Wahyuddin, justru tumbuh bukan di taman kota yang rapi, namun dari sebuah dusun yang keras mendidik anak-anaknya dengan kehidupan.
Di tanah Dasan, tempat jalan berlumpur lebih banyak dari lampu jalan, Wahyu kecil belajar bahwa mimpi tak mengenal asal lahir.
Meski dunia tidak memberinya kemewahan sejak lahir, tapi ia punya sesuatu yang jauh lebih bernilai. Yakni, keyakinan dan ketekunan yang tak bisa dibeli.
Wahyudin menuturkan bahwa semasa SMA, hidup tak memberinya banyak pilihan. Untuk tetap bersekolah.
Dia sempat bekerja sebagai waiters dan bartender. Hal itu, lantaran Wahyudin merupakan tulang punggung keluarga.
Mengingat, Ayahnya telah lebih dahulu berpulang, sejak usianya masih belasan.

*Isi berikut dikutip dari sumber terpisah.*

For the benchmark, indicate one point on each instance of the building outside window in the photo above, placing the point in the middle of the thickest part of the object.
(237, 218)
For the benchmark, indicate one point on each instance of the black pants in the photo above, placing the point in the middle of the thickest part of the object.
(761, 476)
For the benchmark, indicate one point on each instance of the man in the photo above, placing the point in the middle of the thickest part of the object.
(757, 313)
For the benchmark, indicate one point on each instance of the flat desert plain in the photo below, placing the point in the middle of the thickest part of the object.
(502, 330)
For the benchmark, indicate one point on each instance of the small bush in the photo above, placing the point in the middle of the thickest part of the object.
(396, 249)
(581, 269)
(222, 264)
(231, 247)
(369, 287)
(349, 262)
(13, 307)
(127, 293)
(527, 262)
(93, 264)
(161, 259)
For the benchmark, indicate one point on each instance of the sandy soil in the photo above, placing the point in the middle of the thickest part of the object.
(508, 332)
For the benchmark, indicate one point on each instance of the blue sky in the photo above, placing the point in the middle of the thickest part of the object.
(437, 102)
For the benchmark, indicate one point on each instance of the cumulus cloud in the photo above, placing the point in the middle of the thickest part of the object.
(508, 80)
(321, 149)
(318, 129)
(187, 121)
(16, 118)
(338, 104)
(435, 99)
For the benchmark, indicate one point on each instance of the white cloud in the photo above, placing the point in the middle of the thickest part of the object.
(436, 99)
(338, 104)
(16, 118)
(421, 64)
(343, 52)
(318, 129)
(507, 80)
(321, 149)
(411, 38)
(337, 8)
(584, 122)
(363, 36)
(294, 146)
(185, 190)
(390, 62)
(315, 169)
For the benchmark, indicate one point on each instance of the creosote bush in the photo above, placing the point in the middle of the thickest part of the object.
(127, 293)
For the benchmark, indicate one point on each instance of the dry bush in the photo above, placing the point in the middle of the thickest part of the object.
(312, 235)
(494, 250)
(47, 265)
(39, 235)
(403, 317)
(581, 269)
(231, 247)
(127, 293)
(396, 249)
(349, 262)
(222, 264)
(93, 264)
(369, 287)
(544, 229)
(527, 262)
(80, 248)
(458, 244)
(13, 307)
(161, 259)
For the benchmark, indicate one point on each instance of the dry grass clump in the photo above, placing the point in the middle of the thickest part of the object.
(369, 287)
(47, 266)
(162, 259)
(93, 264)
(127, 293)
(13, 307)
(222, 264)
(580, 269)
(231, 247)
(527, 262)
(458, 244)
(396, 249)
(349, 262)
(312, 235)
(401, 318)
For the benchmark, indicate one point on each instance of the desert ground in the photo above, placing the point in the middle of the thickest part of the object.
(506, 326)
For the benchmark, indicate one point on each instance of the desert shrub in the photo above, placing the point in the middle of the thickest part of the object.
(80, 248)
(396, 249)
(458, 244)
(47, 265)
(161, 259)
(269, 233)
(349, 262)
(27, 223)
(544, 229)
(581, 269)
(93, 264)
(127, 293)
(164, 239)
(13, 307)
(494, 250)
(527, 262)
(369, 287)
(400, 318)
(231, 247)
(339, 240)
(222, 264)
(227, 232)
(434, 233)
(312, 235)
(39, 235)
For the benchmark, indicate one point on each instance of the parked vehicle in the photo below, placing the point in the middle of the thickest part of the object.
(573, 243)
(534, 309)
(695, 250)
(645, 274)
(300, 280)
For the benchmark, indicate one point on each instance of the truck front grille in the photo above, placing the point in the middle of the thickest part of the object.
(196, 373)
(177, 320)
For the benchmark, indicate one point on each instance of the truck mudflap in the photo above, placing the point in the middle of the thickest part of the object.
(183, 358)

"Kondisi ini yang memaksa saya harus dewasa sebelum waktunya oleh keadaan untuk sekadar melanjutkan kehidupan dan bersekolah," ujar Wahyudin, Minggu 1 Juni 2025.
Dia mengatakan bahwa selepas SMA, Wahyudin memilih merantau ke Jakarta bukan untuk mencari kenyamanan, tapi mengejar harapan.
Menurutnya, menjadi joki payung di mall Chithose, joki 3in1 di wilayah Jalan Sudirman, hingga sempat menjadi pekerja entertainment di wilayah Harmoni, harus dilakoninya.
Wahyudin mendaku bahwa jalan sunyi yang ia pilih, bukan karena malu, tapi karena sadar, mimpi tidak bisa dibayar dengan gengsi.
"Ketika akhirnya bisa melanjutkan S1 di bidang hukum, saya masih harus bekerja sebagai salesman demi membiayai kuliah dan keluarga," ungkapnya.
Lebih lanjut dikatakannya bahwa setelah lulus sarjana, Wahyudin rela memutuskan menjadi Pekerja Migran Indonesia di Korea Selatan (Korsel).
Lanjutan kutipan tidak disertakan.